Pars pro toto ist an dieser Stelle der Chef des Umweltbundesamtes (UBA), Heinrich von Lersner, zu nennen. Seit ein vom UBA in Auftrag gegebener Systemvergleich ergab, daß „auch beim Hausmüll die vorherige Verbrennung der direkten Deponierung vorzuziehen ist“, setzt sich der um ein deutliches Wort selten verlegene UBA-Chef vehement für weit mehr Müllöfen in der Republik ein. 50 bis 75 neue Öfen hält er für notwendig, um die TA Siedlungsabfall umzusetzen – Kosten: 25 bis 40 Milliarden Mark.

Kritikern, die die Müllverbrennung nach wie vor für des Teufels halten, bescheinigt er auf dem Umwelttechnologieforum UTECH in Berlin, daß bei ihnen „irgend etwas im ökologischen Alphabet nicht zu stimmen“ scheine. „Ganze Stadträte laufen sich die Hacken wund, um eine Chemiefabrik ins Städtchen zu holen, wehren sich aber, von Schwarz bis Grün, wenn eine Müllverbrennunganlage gebaut werden soll – die doch nichts anderes ist.“

Insbesondere in Baden-Württemberg kann man nicht buchstabieren, glaubt von Lersner. Da werde geschwätzt, daß die Chip- Fabrikation des Computerriesen IBM in Sindelfingen durch die geplante Müllverbrennungsanlage im benachbarten Böblingen gefährdet sei. „Bei der Luft in Sindelfingen“ seien mögliche Verschlechterungen durch eine Müllverbrennungsanlage „nicht meßbar“, so Lersner knapp – von wegen Reinstluftbedingungen.

Es handelt sich bei dem Projekt Böblingen zwar nicht um eine Hausmüllverbrennungsanlage, aber das Beispiel ist dennoch illustrativ für die Entscheidungsfindung in einem so sensiblen Bereich.

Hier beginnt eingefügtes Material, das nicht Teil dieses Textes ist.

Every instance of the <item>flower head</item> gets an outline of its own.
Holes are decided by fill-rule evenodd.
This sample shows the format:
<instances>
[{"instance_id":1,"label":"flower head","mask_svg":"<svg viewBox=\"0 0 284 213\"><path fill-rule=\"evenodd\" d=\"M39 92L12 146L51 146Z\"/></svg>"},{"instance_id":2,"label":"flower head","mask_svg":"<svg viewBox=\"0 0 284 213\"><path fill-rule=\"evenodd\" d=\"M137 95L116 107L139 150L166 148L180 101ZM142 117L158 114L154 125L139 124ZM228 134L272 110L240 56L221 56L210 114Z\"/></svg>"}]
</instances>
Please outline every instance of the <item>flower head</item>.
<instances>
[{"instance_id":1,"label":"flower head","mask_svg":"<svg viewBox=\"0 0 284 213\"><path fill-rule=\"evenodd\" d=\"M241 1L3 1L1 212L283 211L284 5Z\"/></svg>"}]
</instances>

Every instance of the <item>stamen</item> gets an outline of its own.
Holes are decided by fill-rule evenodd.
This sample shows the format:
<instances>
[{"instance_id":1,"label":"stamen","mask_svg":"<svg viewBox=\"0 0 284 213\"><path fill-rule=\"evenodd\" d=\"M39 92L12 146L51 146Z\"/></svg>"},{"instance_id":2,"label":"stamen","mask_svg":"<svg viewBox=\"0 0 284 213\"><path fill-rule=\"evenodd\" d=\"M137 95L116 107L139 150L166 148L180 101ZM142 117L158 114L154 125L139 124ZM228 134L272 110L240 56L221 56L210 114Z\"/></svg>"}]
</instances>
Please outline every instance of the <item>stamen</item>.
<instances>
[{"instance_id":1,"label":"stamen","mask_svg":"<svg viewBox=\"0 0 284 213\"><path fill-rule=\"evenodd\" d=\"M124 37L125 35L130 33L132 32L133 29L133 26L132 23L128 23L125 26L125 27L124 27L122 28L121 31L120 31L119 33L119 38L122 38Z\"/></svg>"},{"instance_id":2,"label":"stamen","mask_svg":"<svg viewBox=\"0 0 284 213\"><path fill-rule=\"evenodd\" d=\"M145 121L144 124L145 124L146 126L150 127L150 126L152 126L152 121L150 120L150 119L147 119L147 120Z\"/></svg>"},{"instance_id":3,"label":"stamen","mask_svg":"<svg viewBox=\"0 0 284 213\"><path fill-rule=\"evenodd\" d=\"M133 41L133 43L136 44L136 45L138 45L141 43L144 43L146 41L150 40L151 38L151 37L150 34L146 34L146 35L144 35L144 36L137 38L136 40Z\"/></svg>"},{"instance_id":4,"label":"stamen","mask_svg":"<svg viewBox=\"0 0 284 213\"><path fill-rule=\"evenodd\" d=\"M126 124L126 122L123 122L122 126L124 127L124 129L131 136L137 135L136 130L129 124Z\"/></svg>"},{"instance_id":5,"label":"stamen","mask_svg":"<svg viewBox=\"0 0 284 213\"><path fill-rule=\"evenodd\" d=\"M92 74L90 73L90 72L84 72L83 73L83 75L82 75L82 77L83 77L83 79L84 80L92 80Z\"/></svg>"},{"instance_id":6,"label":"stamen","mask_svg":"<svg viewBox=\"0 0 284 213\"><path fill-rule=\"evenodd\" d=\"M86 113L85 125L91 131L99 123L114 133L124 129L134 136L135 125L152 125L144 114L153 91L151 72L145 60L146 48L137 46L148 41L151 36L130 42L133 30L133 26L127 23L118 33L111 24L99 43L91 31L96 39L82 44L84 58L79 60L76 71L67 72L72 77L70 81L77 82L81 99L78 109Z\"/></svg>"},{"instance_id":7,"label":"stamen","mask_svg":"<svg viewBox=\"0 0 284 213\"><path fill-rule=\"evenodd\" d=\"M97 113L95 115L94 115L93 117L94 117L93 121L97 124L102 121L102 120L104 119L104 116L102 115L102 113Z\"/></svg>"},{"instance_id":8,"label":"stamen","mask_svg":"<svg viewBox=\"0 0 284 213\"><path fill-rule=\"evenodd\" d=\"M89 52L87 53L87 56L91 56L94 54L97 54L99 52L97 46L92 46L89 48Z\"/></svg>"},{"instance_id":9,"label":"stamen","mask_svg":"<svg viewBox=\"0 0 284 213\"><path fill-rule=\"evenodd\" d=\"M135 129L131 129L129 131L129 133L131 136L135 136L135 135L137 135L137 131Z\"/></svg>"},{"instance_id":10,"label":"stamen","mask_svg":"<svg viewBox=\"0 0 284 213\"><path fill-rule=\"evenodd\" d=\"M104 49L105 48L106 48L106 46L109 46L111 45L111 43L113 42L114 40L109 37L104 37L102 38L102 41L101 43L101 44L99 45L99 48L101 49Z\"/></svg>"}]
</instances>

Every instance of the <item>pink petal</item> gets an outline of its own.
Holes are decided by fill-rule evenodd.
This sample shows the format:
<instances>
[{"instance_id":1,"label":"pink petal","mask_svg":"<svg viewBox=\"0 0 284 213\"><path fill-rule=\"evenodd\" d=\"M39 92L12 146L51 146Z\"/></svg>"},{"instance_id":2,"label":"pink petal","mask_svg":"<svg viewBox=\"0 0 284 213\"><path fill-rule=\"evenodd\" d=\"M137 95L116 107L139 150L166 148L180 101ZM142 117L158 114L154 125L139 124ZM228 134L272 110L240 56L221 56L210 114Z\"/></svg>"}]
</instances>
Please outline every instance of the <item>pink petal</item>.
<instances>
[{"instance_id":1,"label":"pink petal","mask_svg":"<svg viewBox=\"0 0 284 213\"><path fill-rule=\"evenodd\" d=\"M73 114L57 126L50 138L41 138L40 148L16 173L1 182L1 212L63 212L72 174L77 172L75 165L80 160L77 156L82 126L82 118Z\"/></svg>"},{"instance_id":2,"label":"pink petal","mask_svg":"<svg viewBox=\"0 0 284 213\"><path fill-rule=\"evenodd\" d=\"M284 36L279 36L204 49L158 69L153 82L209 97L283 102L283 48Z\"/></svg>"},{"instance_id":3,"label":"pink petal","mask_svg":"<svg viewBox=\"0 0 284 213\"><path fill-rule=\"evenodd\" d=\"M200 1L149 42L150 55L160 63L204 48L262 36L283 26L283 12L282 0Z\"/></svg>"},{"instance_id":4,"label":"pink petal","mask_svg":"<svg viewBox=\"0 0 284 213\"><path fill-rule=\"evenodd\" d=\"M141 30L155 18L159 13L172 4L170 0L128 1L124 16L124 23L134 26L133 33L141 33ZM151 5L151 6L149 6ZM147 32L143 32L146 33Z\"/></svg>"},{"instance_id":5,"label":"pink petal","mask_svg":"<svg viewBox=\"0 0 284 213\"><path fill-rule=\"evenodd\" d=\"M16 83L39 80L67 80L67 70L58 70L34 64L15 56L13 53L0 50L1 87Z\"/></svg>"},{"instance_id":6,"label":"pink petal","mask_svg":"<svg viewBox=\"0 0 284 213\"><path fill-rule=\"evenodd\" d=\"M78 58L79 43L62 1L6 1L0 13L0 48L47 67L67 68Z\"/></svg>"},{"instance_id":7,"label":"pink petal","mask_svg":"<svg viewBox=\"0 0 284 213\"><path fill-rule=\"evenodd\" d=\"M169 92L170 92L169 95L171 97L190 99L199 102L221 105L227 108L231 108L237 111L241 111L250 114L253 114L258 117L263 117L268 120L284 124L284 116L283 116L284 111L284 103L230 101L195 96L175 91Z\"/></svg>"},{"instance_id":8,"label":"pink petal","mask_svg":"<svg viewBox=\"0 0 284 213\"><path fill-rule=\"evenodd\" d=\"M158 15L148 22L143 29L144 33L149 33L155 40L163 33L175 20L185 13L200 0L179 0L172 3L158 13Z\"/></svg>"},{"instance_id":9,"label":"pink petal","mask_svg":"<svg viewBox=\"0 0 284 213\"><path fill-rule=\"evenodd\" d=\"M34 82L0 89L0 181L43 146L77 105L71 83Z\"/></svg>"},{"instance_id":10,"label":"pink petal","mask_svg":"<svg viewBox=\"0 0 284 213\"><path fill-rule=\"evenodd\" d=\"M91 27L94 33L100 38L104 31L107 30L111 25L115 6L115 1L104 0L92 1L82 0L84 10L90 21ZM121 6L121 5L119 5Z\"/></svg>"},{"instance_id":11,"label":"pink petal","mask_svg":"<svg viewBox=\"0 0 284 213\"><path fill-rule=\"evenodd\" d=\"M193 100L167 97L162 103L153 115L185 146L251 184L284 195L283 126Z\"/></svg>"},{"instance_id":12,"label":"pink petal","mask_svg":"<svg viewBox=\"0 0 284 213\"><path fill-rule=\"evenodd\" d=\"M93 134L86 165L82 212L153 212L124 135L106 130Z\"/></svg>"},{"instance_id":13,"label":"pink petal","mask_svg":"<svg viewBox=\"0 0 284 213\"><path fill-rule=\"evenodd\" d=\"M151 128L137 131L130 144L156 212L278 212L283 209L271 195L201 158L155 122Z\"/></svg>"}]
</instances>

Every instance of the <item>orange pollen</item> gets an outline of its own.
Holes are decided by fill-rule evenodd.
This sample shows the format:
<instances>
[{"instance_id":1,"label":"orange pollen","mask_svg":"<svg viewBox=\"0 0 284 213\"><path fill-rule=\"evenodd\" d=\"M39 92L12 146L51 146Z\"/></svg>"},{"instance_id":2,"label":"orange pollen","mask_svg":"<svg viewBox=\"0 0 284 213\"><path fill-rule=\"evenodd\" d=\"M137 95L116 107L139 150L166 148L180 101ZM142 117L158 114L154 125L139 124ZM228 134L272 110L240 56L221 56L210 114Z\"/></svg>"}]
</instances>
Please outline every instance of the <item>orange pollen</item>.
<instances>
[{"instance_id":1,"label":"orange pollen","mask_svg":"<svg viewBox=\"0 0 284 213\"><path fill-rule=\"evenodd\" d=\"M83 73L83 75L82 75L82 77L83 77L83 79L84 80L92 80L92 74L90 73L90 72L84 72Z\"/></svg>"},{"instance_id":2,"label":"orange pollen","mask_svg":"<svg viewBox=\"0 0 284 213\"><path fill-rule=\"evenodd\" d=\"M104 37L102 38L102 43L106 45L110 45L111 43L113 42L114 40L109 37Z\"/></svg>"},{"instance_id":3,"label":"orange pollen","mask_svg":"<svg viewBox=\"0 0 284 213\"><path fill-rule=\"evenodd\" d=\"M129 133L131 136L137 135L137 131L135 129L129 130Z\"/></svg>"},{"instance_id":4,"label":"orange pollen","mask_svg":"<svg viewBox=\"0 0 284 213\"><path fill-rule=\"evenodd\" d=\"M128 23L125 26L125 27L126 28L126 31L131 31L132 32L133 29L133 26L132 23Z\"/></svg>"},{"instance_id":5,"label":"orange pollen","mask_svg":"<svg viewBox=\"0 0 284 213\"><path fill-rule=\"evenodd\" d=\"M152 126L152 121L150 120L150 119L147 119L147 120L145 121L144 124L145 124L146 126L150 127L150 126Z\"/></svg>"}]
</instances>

In der einst reichsten Kommune der Republik hatte der Chef von IBM Deutschland angedroht, eine neue Fabrikation nicht zu bauen, wenn die erste baden-württembergische Sondermüllverbrennung im Nachbarort gebaut werde. Nachdem IBM-Chef Olaf Henkel und DIHT-Präsident Heinz Peter Stihl, interveniert hatten, schickte Baden-Württembergs Wirtschaftsminister (!) Dieter Spöri (SPD) die geplante MVA erneut auf den Prüfstand. Der Minister befand: „Die Anlage gehört nicht dahin.“ Umweltminister Harald B. Schäfer, ebenfalls Genosse, mußte seine Standortpläne für den ersten Sondermüllofen des Musterländles zurückstellen. Höhnten die südwestdeutschen Jusos in der FAZ: „Entweder die Sondermüllverbrennung ist gefährlich, oder nicht.“ Und in Bonn rechnete das Umweltministerium den Politikern aus Baden-Württemberg mal wieder vor, daß im Südwesten zwar ein Gutteil des republikweit zu verbrennenden Sondermülls entsteht, daß sie aber in der Entsorgung ihres Giftes weit hintendran seien.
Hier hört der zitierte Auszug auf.